An American ear may not recognize many of the words spoken in this splendid production, performed in Anton Chekhov's native tongue by a superb Russian cast. But the heart surely connects with all the meticulously realized feeling, the sense of the air being let out of inflated hopes, in a household of declining fortunes in a turn-of-the-20th-century Russian backwater.
Donnellan's "Three Sisters" -- with helpful English surtitles -- had its North American premiere Tuesday night in a lamentably brief engagement in the Kennedy Center's Eisenhower Theater; the final Washington performance of the touring production occurred Wednesday night. Unlike so many other stagings of Chekhov, which can leave you with the impression that you've passed through a reverent museum exhibit, this one exudes immediacy, the idea that these neurotic, excitable people from another place and time breathe the same oxygen as you.
The British director, whose creatively elastic company, Cheek by Jowl, has produced this version in concert with the Chekhov International Theatre Festival, enters into a deeply satisfying collaboration with his Slavic ensemble.
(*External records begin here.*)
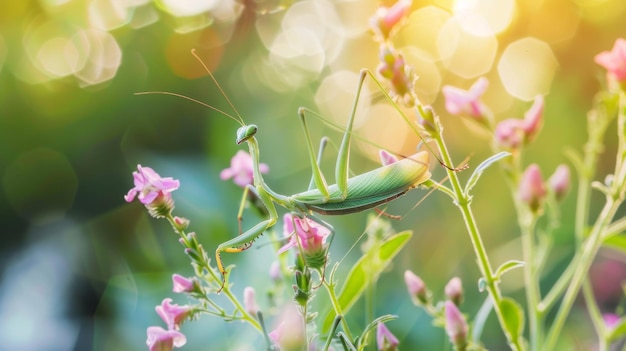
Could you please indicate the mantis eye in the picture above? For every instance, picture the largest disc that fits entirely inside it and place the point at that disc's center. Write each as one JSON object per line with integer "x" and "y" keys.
{"x": 246, "y": 132}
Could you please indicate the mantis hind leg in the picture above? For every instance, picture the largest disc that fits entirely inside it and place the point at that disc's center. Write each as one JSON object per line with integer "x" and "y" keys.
{"x": 244, "y": 240}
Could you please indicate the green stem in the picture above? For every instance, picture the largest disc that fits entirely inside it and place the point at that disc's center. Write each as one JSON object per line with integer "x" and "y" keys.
{"x": 589, "y": 251}
{"x": 533, "y": 295}
{"x": 463, "y": 203}
{"x": 226, "y": 289}
{"x": 337, "y": 308}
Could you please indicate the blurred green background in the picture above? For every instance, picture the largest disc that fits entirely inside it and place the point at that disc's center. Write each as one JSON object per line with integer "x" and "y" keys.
{"x": 81, "y": 269}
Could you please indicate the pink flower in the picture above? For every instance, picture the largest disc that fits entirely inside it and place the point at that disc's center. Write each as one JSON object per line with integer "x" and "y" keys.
{"x": 416, "y": 287}
{"x": 150, "y": 187}
{"x": 611, "y": 320}
{"x": 533, "y": 119}
{"x": 160, "y": 339}
{"x": 531, "y": 189}
{"x": 172, "y": 315}
{"x": 386, "y": 158}
{"x": 512, "y": 133}
{"x": 454, "y": 290}
{"x": 311, "y": 234}
{"x": 386, "y": 18}
{"x": 614, "y": 61}
{"x": 182, "y": 284}
{"x": 241, "y": 169}
{"x": 509, "y": 133}
{"x": 384, "y": 339}
{"x": 393, "y": 68}
{"x": 456, "y": 326}
{"x": 466, "y": 102}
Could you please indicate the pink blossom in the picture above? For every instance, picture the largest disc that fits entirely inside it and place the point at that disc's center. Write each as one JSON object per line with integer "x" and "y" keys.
{"x": 532, "y": 189}
{"x": 386, "y": 158}
{"x": 614, "y": 61}
{"x": 150, "y": 187}
{"x": 311, "y": 234}
{"x": 384, "y": 339}
{"x": 160, "y": 339}
{"x": 611, "y": 320}
{"x": 466, "y": 102}
{"x": 386, "y": 18}
{"x": 509, "y": 133}
{"x": 172, "y": 315}
{"x": 533, "y": 119}
{"x": 393, "y": 68}
{"x": 182, "y": 284}
{"x": 241, "y": 169}
{"x": 456, "y": 326}
{"x": 559, "y": 181}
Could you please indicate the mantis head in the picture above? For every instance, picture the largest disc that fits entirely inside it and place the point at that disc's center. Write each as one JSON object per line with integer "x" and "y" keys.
{"x": 246, "y": 132}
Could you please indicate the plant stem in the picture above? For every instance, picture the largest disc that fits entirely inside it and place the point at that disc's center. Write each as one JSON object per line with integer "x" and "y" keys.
{"x": 590, "y": 249}
{"x": 337, "y": 308}
{"x": 463, "y": 203}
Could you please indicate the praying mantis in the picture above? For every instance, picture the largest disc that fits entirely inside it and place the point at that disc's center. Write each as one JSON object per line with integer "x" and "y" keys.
{"x": 349, "y": 194}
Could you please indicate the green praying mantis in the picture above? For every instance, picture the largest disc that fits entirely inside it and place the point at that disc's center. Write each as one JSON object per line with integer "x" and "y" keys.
{"x": 349, "y": 194}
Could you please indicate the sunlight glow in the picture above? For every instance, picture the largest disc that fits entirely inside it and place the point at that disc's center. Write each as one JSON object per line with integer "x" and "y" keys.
{"x": 527, "y": 67}
{"x": 484, "y": 17}
{"x": 465, "y": 54}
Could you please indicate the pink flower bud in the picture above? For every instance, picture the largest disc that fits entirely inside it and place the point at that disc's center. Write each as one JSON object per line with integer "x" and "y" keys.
{"x": 456, "y": 326}
{"x": 386, "y": 18}
{"x": 611, "y": 320}
{"x": 182, "y": 284}
{"x": 614, "y": 61}
{"x": 467, "y": 102}
{"x": 160, "y": 339}
{"x": 416, "y": 287}
{"x": 509, "y": 134}
{"x": 181, "y": 223}
{"x": 533, "y": 120}
{"x": 454, "y": 290}
{"x": 310, "y": 235}
{"x": 172, "y": 315}
{"x": 249, "y": 301}
{"x": 384, "y": 339}
{"x": 532, "y": 190}
{"x": 153, "y": 191}
{"x": 559, "y": 182}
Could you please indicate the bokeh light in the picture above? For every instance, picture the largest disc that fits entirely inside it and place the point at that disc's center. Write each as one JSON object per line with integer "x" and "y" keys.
{"x": 527, "y": 67}
{"x": 463, "y": 53}
{"x": 484, "y": 17}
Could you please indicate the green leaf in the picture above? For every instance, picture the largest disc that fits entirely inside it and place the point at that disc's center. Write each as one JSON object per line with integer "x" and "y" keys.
{"x": 481, "y": 318}
{"x": 507, "y": 266}
{"x": 366, "y": 271}
{"x": 372, "y": 326}
{"x": 513, "y": 318}
{"x": 617, "y": 242}
{"x": 618, "y": 331}
{"x": 481, "y": 168}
In the best interpretations, "Three Sisters" is an aching experience, funny at times but also profoundly moving, as it becomes ever clearer for the characters that the more passionately they seek, the less they'll receive.
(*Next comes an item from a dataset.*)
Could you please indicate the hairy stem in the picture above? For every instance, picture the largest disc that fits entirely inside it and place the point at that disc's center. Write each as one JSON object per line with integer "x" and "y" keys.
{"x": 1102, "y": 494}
An audience feels for their resilience, their vows to commit themselves to work, their refusals to give up. Donnellan's staging aids in our viewing them in the clearest light. His set and costume designer, Nick Ormerod, employs only the sparsest of visual elements: several large panels depicting houses or trees; a stack of dining room chairs and assorted small tables; a dollhouse-size model of a home, perhaps evoking the family's country estate, or the sisters' memories of a happier childhood. The play's intense personalities loom especially large in this landscape, whether the portrait is of the spaniel-like devotedness of Masha's husband Kulygin (Sergey Lanbamin) or the blossoming tyranny of Andrey's wife Natasha (Ekaterina Sibiryakova).
At the nexus are the sisters, steady Olga (Evgenia Dmitrieva), disconsolate Masha (Anna Khalilulina) and vibrant Irina. As they moan and fuss and flutter, you're drawn into an authentic-seeming symbiosis: When they dissolve in laughter on the floor together, giggling at the impertinent airs put on by their country bumpkin of a sister-in-law, the sensation is of three women falling into a familiar and comfortable pattern. That their contempt in this moment is laced with a perceptible dread -- Natasha is taking charge of the house in a way none of them is able -- speaks to the degree of psychological specificity in which the actresses invest their portrayals.
"Three Sisters" examines both a socioeconomic and metaphorical state of being: idleness. The play unfolds over several years in the well-to-do household of the sisters and their brother Andrey (Alexey Dadonov), in which the question of what to do with one's time -- some characters have jobs; others boast they've never held one -- seems to be as much a philosophical issue as a practical one. What's changing is the erosion of the youthful sense of life stretching in front of them forever. Andrey, for instance, once thought of as professorial material, has settled for a bureaucratic job in a small town off the beaten track.
In their orbit in this paralyzed domain are other psychically frozen people, most notably the military doctor, Chebutykin (Igor Yasulovich), a drunk so vacant he no longer empathizes with those in his care. Yasulovich gives the best account I've ever heard of the disturbing speech in which Chebutykin confesses to feeling nothing after the accidental death of a patient. "If only I didn't exist," he declares -- not out of guilt, it seems, so much as the abject meaninglessness of his life.
Donnellan's actors apply to scene after scene a crystalline clarity; you can feel the excruciating pull of opposing instincts. Khalilulina's exquisitely played Masha is a case in point. At last stealing an embrace with the man she loves, the utopian romantic Vershinin (a terrific Alexander Feklistov), she drops instantly, shockingly to the floor. Lanbamin's simpering Kulygin is there to scoop her up, and her docility suggests that she consigns herself to the unsatisfying dimensions of her fate.
The cumulative emotional effect has its payoff in the last moments of the play, in the sisters' strangely consoling faith that what they've gone through has a purpose. "One day people will know the reason for all this suffering," one of them says -- an affirmation that in this ensemble's revelatory treatment proves heartbreaking.
by Anton Chekhov. Directed by Declan Donnellan; lighting, Judith Greenwood; music, Sergey Chekryzhov. With Andrey Kuzichev. Closed Wednesday at John F. Kennedy Center for the Performing Arts.